The temple bells from Mahadeo were ringing for the evening prayers. Mr. Chagla got to his feet and began stamping down the nettles. "It will be completely dark soon, sir. Let us return to the bungalow before we are eaten up by snakes."

I stood up. Below us I could barely see the shadowy figures of the Vano villagers still standing around Bose in the water. I followed Mr. Chagla up the pathway to the bungalow, the voices of the villagers growing fainter as they chanted after Nitin Bose,

"Salutations in the morning and at night to thee, 0 Narmada.
Defend me from the serpent's poison. "

For three weeks Nitin Bose remained in the bungalow, a source of constant concern to me.

I could not concentrate on my dawn meditations listening to him sliding down the steep path that led to the river. I was always afraid he would fall or be bitten by a snake before he reached the riverbank to make his salutation.

In the evenings I no longer enjoyed watching the sunset from our terrace for fear some harm might come to him standing waist deep in the water below me, praying to the Narmada.

Never having been a parent, I found this unfamiliar burden of responsibility an irritant. I considered Nitin Bose a foolish young man who attracted misfortune, even though Mr. Chagla told me he appeared to be working on something because his desk was covered with papers.

I was greatly relieved when Nitin Bose finally left us and the bungalow returned to its routine serenity.

Shortly after his departure I received a letter from my old colleague thanking me for looking after his nephew.

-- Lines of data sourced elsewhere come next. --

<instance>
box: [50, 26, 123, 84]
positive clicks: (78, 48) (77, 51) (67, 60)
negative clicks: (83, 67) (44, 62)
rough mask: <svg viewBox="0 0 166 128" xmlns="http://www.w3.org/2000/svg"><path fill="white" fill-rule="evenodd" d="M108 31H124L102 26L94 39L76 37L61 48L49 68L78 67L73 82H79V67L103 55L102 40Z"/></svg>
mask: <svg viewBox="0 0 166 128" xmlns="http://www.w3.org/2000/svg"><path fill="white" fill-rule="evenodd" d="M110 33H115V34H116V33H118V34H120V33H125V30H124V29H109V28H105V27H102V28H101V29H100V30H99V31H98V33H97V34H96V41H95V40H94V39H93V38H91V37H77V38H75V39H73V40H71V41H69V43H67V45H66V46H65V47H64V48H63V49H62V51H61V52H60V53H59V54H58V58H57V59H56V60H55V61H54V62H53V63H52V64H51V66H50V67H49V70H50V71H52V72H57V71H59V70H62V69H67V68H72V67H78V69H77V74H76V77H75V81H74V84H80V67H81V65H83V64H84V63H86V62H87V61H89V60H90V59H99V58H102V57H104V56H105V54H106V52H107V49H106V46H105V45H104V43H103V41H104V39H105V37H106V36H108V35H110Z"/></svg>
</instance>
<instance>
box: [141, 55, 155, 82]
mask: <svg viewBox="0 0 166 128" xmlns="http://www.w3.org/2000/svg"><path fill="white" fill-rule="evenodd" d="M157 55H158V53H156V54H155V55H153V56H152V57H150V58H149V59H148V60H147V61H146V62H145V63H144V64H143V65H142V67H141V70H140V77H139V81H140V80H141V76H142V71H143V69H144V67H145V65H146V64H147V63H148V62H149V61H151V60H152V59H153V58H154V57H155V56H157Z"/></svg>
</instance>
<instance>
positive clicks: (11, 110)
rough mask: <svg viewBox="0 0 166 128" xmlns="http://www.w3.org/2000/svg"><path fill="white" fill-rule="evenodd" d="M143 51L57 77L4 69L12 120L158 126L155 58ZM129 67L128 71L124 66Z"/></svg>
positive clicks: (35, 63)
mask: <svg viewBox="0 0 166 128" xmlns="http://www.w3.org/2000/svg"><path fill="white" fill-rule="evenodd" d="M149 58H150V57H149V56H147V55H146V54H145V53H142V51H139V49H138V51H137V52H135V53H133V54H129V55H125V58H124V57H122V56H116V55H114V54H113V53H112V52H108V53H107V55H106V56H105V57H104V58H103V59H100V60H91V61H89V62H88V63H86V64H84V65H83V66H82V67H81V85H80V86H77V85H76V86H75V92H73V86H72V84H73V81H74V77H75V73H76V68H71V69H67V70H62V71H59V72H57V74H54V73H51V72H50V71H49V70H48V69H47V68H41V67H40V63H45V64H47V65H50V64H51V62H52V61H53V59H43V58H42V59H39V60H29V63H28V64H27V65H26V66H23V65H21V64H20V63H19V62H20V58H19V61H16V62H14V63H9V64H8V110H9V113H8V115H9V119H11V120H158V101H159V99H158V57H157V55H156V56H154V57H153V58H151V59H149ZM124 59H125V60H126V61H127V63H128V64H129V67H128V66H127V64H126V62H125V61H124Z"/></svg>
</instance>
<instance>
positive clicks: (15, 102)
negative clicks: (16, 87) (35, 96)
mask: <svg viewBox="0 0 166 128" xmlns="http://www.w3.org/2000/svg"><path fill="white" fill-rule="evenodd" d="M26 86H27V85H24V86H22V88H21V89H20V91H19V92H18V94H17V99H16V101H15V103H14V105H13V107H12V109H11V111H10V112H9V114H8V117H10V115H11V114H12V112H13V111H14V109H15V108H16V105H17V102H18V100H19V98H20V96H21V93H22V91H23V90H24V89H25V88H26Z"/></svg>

knew I could rely on your discretion. Incidentally, Nitin showed me a most interesting essay he has written concerning the tribal practices in your area. I have asked him to submit it to the
Asia Review
for publication."

Mr. Chagla was pleased to hear about the essay. "And guess what, sir?"
"What, Chagla?"
"Only yesterday I heard some village children singing on the path to Vano. Do you know what they were singing?

" 'Bring me my oil and my collyrium. Sister, bring my mirror and the vermilion.'

"Nothing is ever lost, sir. That is the beauty of a river view."